With barrierd, we get implicit barriers with worse overhead than unexpedited membarrier (which is essentially free since it piggybacks on kernel RCU, another sunk cost), but 1/10th the latency (0-4 ms instead of 25-50 ms). In addition, interrupt tracking is per-CPU, not per-thread, so it only has to happen in a global single-threaded daemon; the rest of userspace can obtain the information it needs without causing additional system overhead. More importantly, threads don't have to block if they use barrierd to wait for a system-wide barrier. That's useful when, e.g., a thread pool worker is waiting for a reverse barrier before sleeping on a futex. When that worker blocks in membarrier for 25ms or 50ms, there's a potential hiccup where a work unit could sit in the worker's queue for that amount of time before it gets processed. With barrierd (or the event count described earlier), the worker can spin and wait for work units to show up until enough time has passed to sleep on the futex.

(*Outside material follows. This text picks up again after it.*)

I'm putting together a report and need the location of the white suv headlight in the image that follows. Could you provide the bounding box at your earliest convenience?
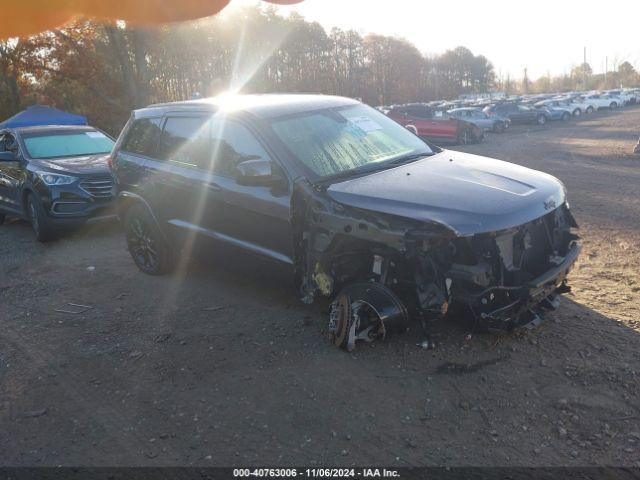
[36,172,78,185]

While I believe that information about interrupt times should be made available without tracepoint hacks, I don't know if a syscall like membarrier is really preferable to a shared daemon like barrierd. The one salient downside is that barrierd slows down when some CPUs are idle; that's something we can fix by including a membarrier fallback, or by sacrificing power consumption and forcing kernel ticks, even for idle cores.

Preemption can be an asset

When we write lock-free code in userspace, we always have preemption in mind. In fact, the primary reason for lock-free code in userspace is to ensure consistent latency despite potentially adversarial scheduling. We spend so much effort to make our algorithms work despite interrupts and scheduling that we can fail to see how interrupts can help us. Obviously, there's a cost to making our code preemption-safe, but preemption isn't an option. Much like garbage collection in managed language, preemption is a feature we can't turn off. Unlike GC, it's not obvious how to make use of preemption in lock-free code, but this post shows it's not impossible.

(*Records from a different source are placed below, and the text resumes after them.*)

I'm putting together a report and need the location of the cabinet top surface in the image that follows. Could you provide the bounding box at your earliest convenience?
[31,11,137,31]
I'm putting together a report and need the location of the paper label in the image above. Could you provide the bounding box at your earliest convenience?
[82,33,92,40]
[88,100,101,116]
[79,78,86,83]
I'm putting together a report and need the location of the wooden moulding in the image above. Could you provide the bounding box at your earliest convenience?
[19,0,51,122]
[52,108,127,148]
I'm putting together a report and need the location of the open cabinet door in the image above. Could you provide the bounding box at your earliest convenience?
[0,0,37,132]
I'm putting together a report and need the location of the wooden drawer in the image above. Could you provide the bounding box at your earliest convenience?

We can use preemption to get asymmetric barriers, nearly for free, with a daemon like barrierd. I see a duality between preemption-driven barriers and techniques like Bounded TSO: the former are relatively slow, but offer hard bounds, while the latter guarantee liveness, usually with negligible latency, but without any time bound.

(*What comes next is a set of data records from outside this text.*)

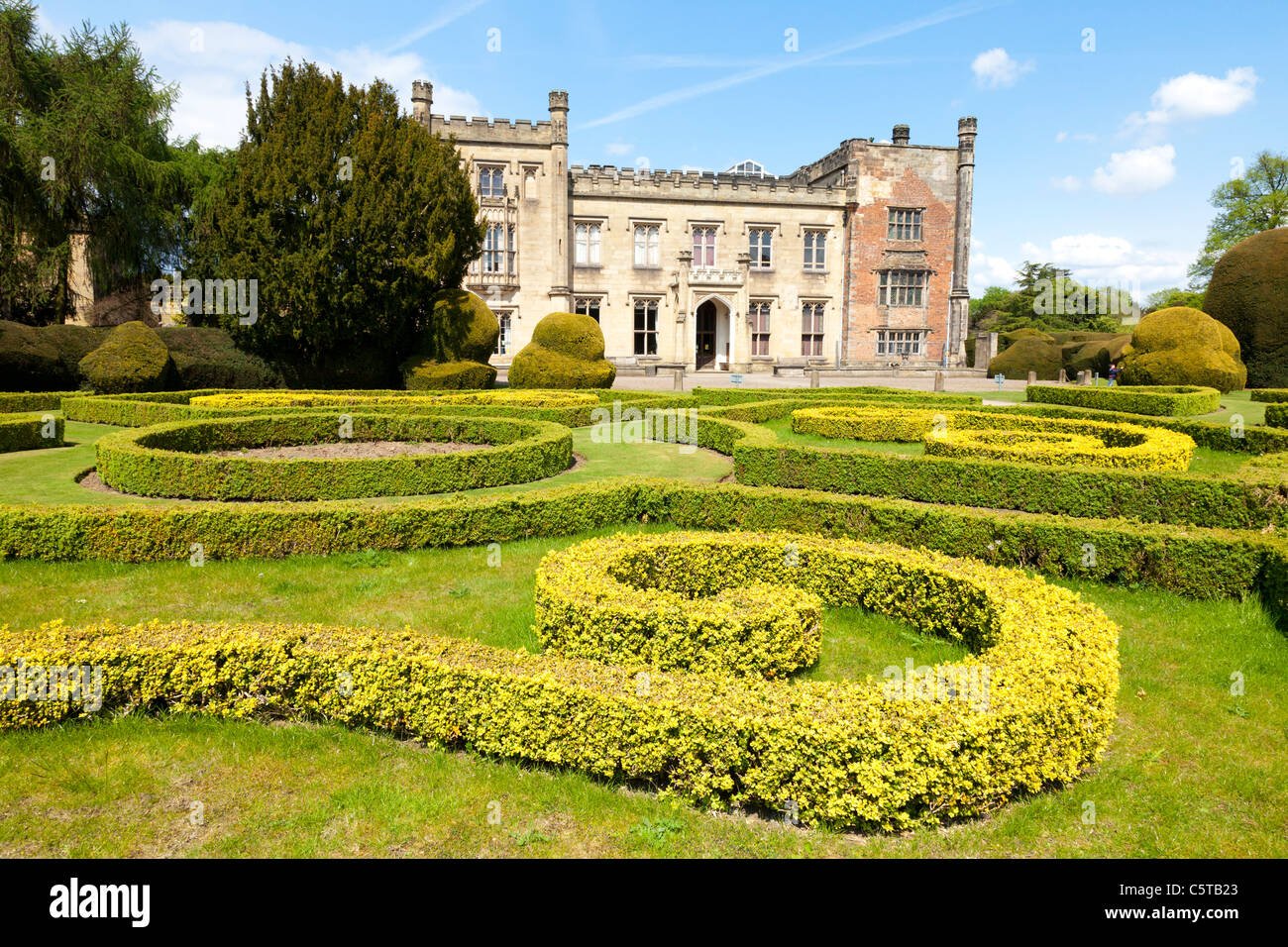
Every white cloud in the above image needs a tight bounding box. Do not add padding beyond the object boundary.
[1091,145,1176,197]
[1022,233,1195,292]
[134,20,482,147]
[1127,65,1259,129]
[970,47,1033,89]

I used preemption to make single-writer event counts faster (comparable to a regular non-atomic counter), and to provide a lower-latency alternative to membarrier's asymmetric barrier. In a similar vein, SPeCK uses time bounds to ensure scalability, at the expense of a bit of latency, by enforcing periodic TLB reloads instead of relying on synchronous shootdowns. What else can we do with interrupts, timer or otherwise?

Thank you Samy, Gabe, and Hanes for discussions on an earlier draft. Thank you Ruchir for improving this final version.

P.S. event count without non-atomic RMW?

The single-producer event count specialisation relies on non-atomic read-modify-write instructions, which are hard to find outside x86. I think the flag flip pattern in epoch and hazard pointer reclamation shows that's not the only option.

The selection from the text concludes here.